The research into Tranmere and Rock Ferry fed into a wider piece of work by the Housing Futures Network.
This research also looked at areas including Lee (Lewisham), Clayton Brook (Chorley) and Low Ford (Sunderland). It found that 32 per cent of tenants in these areas would be likely to seek a move to a smaller home but there was 'a substantial mismatch between the availability of one-bedroom homes and the number of households requiring them'.
In Sunderland it found that 'more than eight years' worth of one-bed relets would be required' to rehouse all the under-occupiers. It adds that 'it will therefore be impossible for many social landlords to offer most under-occupying tenants a chance to move anywhere smaller in the forseeable future'.
It adds that: 'the reforms are likely to result in social landlords in all parts of England substantially altering their allocation policies to avoid the risk of a housing benefit shortfall, meaning that working-age single people and couples without children will have substantially less chance of being housed'.

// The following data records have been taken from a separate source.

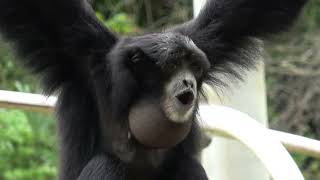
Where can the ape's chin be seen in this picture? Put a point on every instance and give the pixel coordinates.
(151, 127)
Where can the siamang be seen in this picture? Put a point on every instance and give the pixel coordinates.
(98, 75)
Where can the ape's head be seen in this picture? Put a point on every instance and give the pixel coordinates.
(167, 68)
(164, 71)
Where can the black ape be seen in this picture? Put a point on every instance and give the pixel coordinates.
(98, 76)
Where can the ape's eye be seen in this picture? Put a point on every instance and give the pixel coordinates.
(198, 70)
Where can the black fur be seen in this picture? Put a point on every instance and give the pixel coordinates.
(98, 76)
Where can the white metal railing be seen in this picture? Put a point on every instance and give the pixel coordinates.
(268, 145)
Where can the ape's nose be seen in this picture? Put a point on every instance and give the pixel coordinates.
(188, 83)
(186, 98)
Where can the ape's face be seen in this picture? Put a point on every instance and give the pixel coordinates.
(168, 69)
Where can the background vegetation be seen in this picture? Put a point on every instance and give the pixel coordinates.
(28, 145)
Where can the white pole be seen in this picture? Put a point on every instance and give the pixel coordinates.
(228, 159)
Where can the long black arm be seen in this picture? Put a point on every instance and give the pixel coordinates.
(225, 29)
(56, 38)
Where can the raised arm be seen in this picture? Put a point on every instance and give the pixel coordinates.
(60, 39)
(225, 30)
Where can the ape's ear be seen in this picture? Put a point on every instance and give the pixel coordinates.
(60, 39)
(224, 29)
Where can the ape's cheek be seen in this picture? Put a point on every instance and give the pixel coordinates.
(152, 128)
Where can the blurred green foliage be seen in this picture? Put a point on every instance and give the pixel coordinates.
(27, 146)
(28, 141)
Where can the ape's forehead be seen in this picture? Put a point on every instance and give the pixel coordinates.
(168, 46)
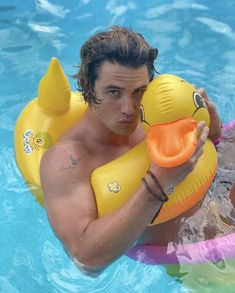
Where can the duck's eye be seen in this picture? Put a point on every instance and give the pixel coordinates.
(198, 100)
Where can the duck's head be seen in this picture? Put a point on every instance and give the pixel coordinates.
(170, 110)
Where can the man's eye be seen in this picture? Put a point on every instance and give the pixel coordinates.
(139, 93)
(114, 93)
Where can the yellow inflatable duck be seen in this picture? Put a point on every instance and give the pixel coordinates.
(170, 110)
(43, 121)
(169, 103)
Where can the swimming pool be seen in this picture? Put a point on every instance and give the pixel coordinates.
(195, 40)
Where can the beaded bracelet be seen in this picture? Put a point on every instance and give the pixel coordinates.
(155, 195)
(158, 185)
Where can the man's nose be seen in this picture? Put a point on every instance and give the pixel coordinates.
(128, 105)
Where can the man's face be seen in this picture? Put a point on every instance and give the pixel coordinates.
(120, 90)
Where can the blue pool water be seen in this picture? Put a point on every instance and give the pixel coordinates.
(196, 39)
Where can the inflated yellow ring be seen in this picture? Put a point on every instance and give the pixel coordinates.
(56, 109)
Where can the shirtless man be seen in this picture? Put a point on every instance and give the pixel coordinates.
(116, 67)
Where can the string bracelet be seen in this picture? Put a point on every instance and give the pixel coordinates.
(154, 194)
(218, 132)
(164, 195)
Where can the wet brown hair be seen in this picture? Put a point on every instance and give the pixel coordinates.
(117, 45)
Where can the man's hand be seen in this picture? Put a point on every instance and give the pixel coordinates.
(170, 177)
(215, 122)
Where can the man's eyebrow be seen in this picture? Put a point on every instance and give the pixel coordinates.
(110, 86)
(144, 87)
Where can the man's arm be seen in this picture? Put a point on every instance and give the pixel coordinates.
(71, 207)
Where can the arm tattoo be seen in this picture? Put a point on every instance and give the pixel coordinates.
(74, 164)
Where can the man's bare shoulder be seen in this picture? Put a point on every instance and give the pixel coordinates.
(63, 165)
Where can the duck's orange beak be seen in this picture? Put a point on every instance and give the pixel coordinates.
(172, 144)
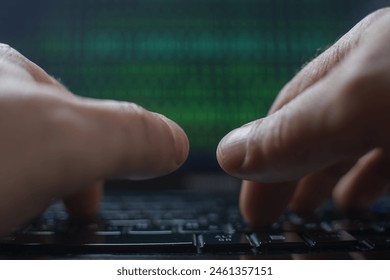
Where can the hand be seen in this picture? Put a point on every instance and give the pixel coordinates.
(54, 144)
(327, 132)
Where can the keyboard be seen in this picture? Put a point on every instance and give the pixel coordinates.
(199, 225)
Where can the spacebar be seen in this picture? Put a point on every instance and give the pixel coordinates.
(140, 243)
(132, 243)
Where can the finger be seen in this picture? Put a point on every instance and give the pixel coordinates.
(325, 62)
(15, 59)
(108, 138)
(317, 129)
(261, 204)
(316, 188)
(85, 204)
(366, 181)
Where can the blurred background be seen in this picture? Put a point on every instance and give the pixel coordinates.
(210, 65)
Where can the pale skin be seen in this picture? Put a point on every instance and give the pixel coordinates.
(326, 134)
(55, 145)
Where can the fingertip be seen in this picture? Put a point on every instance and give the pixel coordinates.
(180, 139)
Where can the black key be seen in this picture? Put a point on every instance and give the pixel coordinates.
(95, 243)
(223, 242)
(337, 239)
(279, 241)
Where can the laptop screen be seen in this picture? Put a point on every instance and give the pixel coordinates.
(210, 65)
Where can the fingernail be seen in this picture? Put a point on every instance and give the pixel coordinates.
(231, 151)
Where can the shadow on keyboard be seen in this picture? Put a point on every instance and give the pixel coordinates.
(196, 225)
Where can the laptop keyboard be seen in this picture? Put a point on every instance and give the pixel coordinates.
(200, 225)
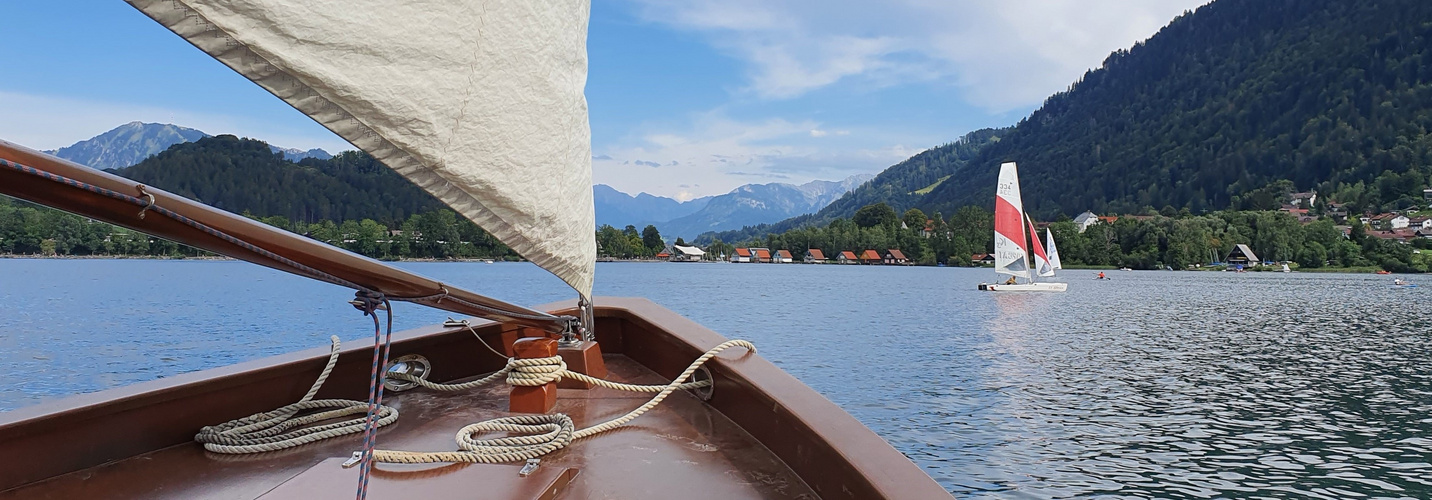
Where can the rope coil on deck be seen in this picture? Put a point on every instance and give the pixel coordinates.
(543, 434)
(282, 427)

This is the link to the report:http:/bit.ly/xwe0Lt
Looking at some of the above comments it would indeed also be great if supporters of the reforms posted with ideas about how social landlords should help their tenants if they are under-occupying on this scale. Is it just the case that tenants should pay up - in which case it is easy to see why the reform is increasingly referred to as the bedroom tax - or are there immediate options available that will not result in the HB bill increases?